The web site I linked to earlier provides an example of a ClamAV plug-in (the F-Prot plug-in link is broken).

One can add the AV plugin via the Preferences dialog box:

…or by manipulating the content of %appdata%\The Bat!\Mail\AVConfig.INI file directly. This .ini file is ‘dedicated’ to host configuration of the antivirus plugins.

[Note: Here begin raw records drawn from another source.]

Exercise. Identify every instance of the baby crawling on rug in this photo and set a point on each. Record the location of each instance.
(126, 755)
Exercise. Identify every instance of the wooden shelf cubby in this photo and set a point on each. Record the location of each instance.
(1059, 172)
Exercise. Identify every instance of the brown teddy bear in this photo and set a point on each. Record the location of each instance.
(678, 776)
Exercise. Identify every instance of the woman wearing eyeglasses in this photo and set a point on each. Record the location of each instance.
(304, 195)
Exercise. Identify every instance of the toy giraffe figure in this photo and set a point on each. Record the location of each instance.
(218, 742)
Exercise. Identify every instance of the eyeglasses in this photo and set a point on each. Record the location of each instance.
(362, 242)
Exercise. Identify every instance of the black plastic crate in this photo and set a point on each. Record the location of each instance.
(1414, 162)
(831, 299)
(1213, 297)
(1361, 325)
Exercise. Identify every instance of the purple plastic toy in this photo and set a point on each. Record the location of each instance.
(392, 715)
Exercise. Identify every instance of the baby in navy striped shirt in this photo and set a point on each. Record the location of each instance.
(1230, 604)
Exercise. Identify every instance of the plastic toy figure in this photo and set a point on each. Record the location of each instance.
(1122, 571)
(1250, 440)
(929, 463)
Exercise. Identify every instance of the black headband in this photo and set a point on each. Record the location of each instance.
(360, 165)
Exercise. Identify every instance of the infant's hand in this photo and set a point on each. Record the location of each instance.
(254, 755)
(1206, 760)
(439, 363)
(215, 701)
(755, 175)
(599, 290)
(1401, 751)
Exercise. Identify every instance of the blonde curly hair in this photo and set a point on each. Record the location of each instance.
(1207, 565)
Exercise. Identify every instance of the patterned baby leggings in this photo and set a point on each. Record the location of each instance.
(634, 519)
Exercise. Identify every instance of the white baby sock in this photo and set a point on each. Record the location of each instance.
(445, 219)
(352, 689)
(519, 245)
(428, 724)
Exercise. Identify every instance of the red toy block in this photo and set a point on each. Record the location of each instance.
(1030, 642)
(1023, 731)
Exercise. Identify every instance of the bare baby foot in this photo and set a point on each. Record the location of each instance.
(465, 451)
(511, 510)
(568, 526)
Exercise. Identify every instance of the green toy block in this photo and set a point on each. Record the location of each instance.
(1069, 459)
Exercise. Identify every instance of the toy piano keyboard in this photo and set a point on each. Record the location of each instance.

Its content looks like this:

...

[Checkers]
Count=<number>
Checker #1=<name>.<path>
Checker #2=<name>.<path>
...

The antivirus plug-ins use a file extension .bav, and need to export some, of all the following APIs:

  • BAV_Initialize
  • BAV_Uninitialize
  • BAV_ComNeeded
  • BAV_GetName
  • BAV_GetVersion
  • BAV_ConfigNeeded
  • BAV_Setup
  • BAV_SetCfgData
  • BAV_GetCfgData
  • BAV_GetStatus – MUST be exported/present for a plug-in to work
  • BAV_MemoryChecking
  • BAV_FileChecking
  • BAV_StreamChecking – MUST be exported/present for a plug-in to work
  • BAV_CheckFile
  • BAV_CureFile
  • BAV_CheckMemory
  • BAV_CureMemory
  • BAV_CheckStream
  • BAV_CureStream
  • BAV_CheckStreamEx – MUST be exported/present for a plug-in to work
  • BAV_CureStreamEx – MUST be exported/present for a plug-in to work

The takeaway is that we have a few more forensic artifact to look at if The Bat! is, or was installed on the analyzed system(s):

  • %appdata%\The Bat!\Mail\TBPlugin.INI file
  • %appdata%\The Bat!\Mail\AVConfig.INI file
  • *.tbp files
  • *.bav files

Why should we look at the .tbp and .bav files as well? A clever attacker could patch existing plug-ins (in a viral way).